Building custom dataset, how to return ids as well?

so the format of a custom dataset should be like fllowing:

import torch
from torch.utils import data

class Dataset(data.Dataset):
  'Characterizes a dataset for PyTorch'
  def __init__(self, list_IDs, labels):
        self.labels = labels
        self.list_IDs = list_IDs

  def __len__(self):
        'Denotes the total number of samples'
        return len(self.list_IDs)

  def __getitem__(self, index):
        'Generates one sample of data'
        # Select sample
        ID = self.list_IDs[index]

        # Load data and get label
        X = torch.load('data/' + ID + '.pt')
        y = self.labels[ID]

        return X, y

I like to have have ID information in the output in addition to x and y. So i did return X, y, ID
, but now when I do

data_loader = data.DataLoader(dataset, args.batch_size,
                                  shuffle=True )

batch_iterator = iter(data_loader)
images, targets, id  = next(batch_iterator)

I receive an error,
anyone knows why?

1 Like

All data returned by a dataset needs to be a tensor, if you want to use the default collate_fn of the Dataloader. You have two options: write a custom collate function and pass it to the dataloader or wrap your ID inside a tensor (which is simpler I guess) and unwrap it outside the dataloader.

1 Like

how can we wrap a string in a tensor? :thinking:

Ah sorry, I implied your ID would be an integer. You cannot wrap a string to a tensor. I could think of some ways to achieve something like that, but it would not be very pytorch-like. If you are interested in these Ways you can PM me.

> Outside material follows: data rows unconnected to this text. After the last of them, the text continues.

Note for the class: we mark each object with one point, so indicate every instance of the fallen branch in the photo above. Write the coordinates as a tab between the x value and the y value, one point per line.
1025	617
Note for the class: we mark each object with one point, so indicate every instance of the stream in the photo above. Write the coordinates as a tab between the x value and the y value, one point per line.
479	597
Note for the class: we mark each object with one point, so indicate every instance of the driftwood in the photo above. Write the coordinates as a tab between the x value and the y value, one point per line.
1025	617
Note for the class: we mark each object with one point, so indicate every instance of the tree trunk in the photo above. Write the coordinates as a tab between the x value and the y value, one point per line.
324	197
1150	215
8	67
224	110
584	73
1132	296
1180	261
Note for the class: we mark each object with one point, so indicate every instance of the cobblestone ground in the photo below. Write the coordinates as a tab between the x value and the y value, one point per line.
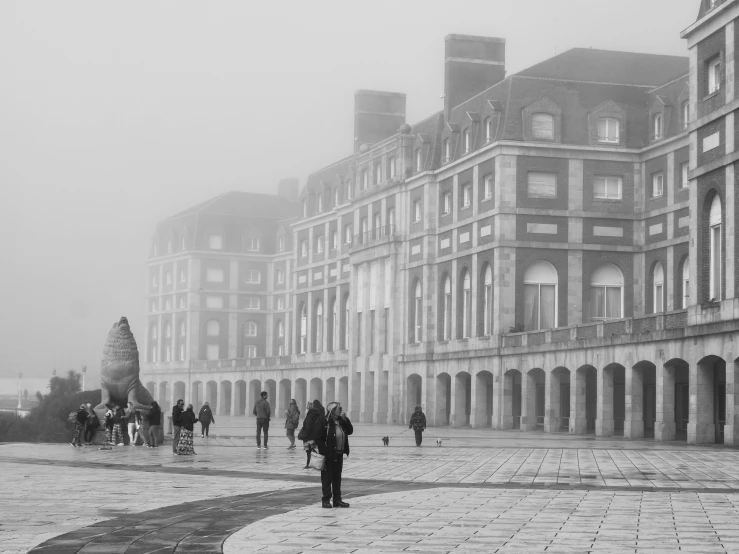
491	491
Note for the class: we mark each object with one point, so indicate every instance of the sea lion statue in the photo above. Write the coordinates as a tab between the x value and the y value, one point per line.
119	370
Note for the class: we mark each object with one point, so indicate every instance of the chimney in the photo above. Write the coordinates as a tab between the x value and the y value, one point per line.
471	65
288	189
377	116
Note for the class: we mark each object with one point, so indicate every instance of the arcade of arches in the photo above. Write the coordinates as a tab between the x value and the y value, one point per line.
663	390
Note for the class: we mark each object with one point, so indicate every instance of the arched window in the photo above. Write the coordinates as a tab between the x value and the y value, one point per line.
446	309
215	242
212	328
464	306
658	288
542	126
714	237
318	328
416	313
540	296
487	302
606	292
303	329
686	282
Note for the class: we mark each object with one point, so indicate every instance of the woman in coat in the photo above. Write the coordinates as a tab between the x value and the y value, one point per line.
314	409
206	418
331	436
185	446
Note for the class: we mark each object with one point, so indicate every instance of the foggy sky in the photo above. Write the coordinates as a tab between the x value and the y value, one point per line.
116	115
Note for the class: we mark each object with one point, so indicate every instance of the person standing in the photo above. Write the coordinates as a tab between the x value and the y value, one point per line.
291	423
155	423
79	425
331	436
177	423
188	420
313	410
206	418
418	423
263	413
130	418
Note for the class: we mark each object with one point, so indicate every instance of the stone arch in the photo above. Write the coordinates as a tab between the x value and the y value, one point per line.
533	400
443	399
511	416
558	410
484	393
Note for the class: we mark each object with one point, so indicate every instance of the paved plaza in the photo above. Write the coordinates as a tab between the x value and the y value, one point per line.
481	491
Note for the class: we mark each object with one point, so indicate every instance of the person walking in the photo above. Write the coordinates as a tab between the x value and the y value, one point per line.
263	413
155	423
177	423
206	418
79	425
418	423
291	423
91	424
130	419
312	411
188	420
331	435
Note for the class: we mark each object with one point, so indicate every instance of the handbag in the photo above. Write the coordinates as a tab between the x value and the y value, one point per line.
317	461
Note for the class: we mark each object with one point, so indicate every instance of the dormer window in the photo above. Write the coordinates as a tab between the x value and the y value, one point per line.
608	130
714	74
542	126
657	126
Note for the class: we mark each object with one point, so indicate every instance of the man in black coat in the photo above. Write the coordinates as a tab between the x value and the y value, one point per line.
331	436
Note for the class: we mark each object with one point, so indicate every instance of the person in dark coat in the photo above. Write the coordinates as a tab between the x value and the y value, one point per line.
313	410
206	418
331	436
418	423
155	423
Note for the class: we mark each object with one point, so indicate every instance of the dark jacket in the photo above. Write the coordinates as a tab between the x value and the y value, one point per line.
187	419
155	416
206	415
324	433
177	416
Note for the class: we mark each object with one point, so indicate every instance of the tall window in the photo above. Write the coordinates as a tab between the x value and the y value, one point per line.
416	313
542	126
714	74
540	296
608	130
465	308
658	289
488	126
686	282
487	302
318	346
606	292
714	234
303	330
657	126
446	310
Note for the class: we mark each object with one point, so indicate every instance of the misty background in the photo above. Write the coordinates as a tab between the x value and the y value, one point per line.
114	116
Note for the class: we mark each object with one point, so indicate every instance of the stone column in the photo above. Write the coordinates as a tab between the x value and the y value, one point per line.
578	421
634	404
701	427
604	410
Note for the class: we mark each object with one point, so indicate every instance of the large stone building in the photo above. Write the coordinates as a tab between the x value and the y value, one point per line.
554	250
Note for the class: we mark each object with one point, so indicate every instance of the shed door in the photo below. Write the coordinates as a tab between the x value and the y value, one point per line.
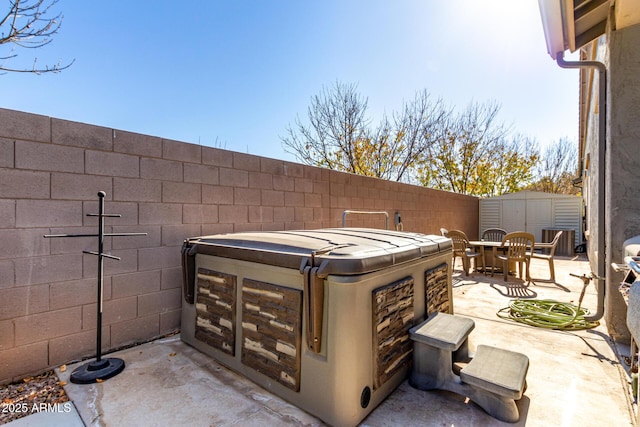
513	215
538	217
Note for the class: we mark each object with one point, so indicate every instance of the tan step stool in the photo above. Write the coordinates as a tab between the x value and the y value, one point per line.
498	377
494	378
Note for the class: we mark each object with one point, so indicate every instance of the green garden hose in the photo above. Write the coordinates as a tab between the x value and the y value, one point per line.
549	314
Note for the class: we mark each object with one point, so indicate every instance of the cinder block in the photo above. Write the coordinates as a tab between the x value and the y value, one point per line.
272	226
74	293
135	143
67	186
303	185
113	311
48	157
260	180
199	214
170	321
19	243
137	190
136	330
7	274
241	228
159	302
18	362
16	124
128	212
43	326
337	189
295	170
179	192
77	346
7	213
7	335
217	195
126	285
246	162
201	174
293	199
13	302
233	214
181	151
260	214
234	177
77	134
159	258
17	184
6	153
166	170
321	187
48	213
128	263
171	278
312	173
313	200
209	229
294	225
174	235
246	196
304	214
77	244
160	213
217	157
152	239
283	214
112	164
47	269
284	183
322	214
271	166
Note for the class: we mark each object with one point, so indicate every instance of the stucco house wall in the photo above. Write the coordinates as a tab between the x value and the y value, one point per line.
618	51
50	173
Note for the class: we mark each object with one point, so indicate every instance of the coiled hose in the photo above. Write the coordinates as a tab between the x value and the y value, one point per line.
550	314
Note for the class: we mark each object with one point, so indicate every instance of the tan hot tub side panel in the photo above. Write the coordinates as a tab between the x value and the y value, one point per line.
364	351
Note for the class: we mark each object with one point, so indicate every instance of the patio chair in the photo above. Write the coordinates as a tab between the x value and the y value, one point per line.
493	234
549	257
461	249
516	247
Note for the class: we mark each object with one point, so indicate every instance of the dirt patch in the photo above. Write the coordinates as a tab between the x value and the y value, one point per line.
40	393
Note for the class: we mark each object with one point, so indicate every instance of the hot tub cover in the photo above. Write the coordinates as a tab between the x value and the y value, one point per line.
341	251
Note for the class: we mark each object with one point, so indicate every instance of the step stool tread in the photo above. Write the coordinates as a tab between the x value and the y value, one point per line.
442	330
499	371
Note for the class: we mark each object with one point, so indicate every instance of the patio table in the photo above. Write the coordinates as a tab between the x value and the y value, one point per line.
489	260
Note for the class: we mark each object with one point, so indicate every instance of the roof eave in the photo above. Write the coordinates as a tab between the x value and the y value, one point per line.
552	24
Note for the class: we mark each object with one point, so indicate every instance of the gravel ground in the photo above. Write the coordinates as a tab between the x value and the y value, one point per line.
40	393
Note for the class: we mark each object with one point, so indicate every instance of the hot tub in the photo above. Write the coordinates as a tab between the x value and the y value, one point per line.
318	317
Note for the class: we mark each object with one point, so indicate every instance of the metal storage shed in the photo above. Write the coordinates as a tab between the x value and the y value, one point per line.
536	212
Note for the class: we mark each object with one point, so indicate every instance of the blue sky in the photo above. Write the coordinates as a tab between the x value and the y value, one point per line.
236	73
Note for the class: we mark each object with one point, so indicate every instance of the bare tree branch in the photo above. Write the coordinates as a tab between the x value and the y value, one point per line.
27	25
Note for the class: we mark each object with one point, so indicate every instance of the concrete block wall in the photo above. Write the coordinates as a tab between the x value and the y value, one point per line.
50	173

very weird way but u can just conver string into integers through an asci table and convert them back to an string calling a function.

got from internet

>>> s = 'hi'
>>> [ord(c) for c in s]
[104, 105]

that’s what I thought about too. I also thought about wrapping the loader itself, but one would have to define a new iterator for this. I proposed another method, and if this method works (currently waiting for verification), I will post it here later on.

@isalirezag reported this to work great.


Sorry for late coming, but what I want to ask is does collate_fn can return a dict that some value is string now?